Haitians will recognise the similarity to the arrival of the Marines in 1915(their presence also justified in terms of maintaining public order), or to the presence of US and UN troops under Brazilian command after 2006, whose role proved to be the repression of public protest in the name of a spurious peace. If the purpose of US occupation of Haiti (and Cuba, Puerto Rico and Nicaragua) in the early 20th century was to exercise control over its "backyard", there is powerful evidence to suggest that its reasons for being there at the beginning of the 21st century are not dissimilar.

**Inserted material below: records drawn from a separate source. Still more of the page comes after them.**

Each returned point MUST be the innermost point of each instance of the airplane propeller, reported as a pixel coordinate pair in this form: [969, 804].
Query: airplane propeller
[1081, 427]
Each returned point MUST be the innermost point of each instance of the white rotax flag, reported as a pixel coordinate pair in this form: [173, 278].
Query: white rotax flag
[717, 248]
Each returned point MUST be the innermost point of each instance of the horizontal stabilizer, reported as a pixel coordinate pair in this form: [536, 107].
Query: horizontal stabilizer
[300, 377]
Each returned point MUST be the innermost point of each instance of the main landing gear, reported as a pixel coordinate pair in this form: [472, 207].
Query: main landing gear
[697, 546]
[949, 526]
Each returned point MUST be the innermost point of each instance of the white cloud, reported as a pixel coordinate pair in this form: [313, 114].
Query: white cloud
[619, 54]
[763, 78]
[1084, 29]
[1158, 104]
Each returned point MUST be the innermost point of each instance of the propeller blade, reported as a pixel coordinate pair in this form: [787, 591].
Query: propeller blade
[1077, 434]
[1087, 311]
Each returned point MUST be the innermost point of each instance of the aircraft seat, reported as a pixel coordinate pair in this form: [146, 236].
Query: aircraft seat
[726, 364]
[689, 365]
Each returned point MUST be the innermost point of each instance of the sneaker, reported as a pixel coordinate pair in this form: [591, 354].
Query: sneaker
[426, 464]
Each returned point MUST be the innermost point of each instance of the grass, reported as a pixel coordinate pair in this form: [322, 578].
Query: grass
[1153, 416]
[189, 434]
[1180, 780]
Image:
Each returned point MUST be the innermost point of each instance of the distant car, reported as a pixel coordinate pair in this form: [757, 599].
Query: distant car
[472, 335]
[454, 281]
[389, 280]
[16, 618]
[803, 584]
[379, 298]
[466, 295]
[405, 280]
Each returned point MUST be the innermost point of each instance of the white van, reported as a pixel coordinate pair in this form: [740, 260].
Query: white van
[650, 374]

The coup in Honduras, the recent agreement on extending military bases in Colombia and now Haiti recall Obama's concern, expressed during the election campaign, that "we are losing Latin America". It also interlocks very conveniently with US economic interests in the region and in Haiti in particular. Food and water may be scarce, but some of the factories in the so-called export processing zones, where Haitians labour in sweatshop conditions, have managed to get their machines working again. Yet there is still no electricity in the areas where people are surviving in makeshift camps or under plastic sheeting in the streets.
More sinister still, a committee of creditors is already meeting to consider the "reconstruction" of Haiti. The very word strikes a chill, given its recent use in Iraq and the consequences of the "reconstruction" of New Orleans, which abandoned the poor black population who were the victims of Hurricane Katrina in favour of expanding tourist developments. US investment in luxury resorts in northern Haiti have the same model in mind. And when Ban Ki-Moon and Bill Clinton spoke in Haiti at a press conference in April 2009, their joint recommendation was the expansion of the export zones, reinforcing Haiti's role as a provider of cheap labour for the US clothing market. Is this the reconstruction that Haiti's creditors have in mind – completing the devastation inflicted on its people on 12 January?
Why have obstacles been placed in the way of aid offered by Venezuela? Why have offers of help from the surrounding Caribbean nations through Caricom been ignored? It seems very clear that the US government is controlling Haiti to ensure that its own interests are paramount in the rebuilding process. There is an alternative to channelling funds via agencies under direct or indirect US control. The role of NGOs (which controlled 80% of the funds reaching the country before the earthquake) in Haiti has been very uneven and opaque.
If a new Haiti is to emerge, it must be more democratic, transparent and organised for the benefit of its majorities. That will be shaped now, even before the rubble is removed. The grassroots organisations that have sustained Haiti's poor both before and since the disaster of 12 January must play a key role in determining how and where resources are allocated, and the use of the funds that millions of ordinary people have given to emergency collections must be transparent. Governments have been less generous, given the scale of the damage. It would be a double tragedy for Haiti if what is rebuilt is simply another version of the same unequal and unjust society that fell to pieces on that January day.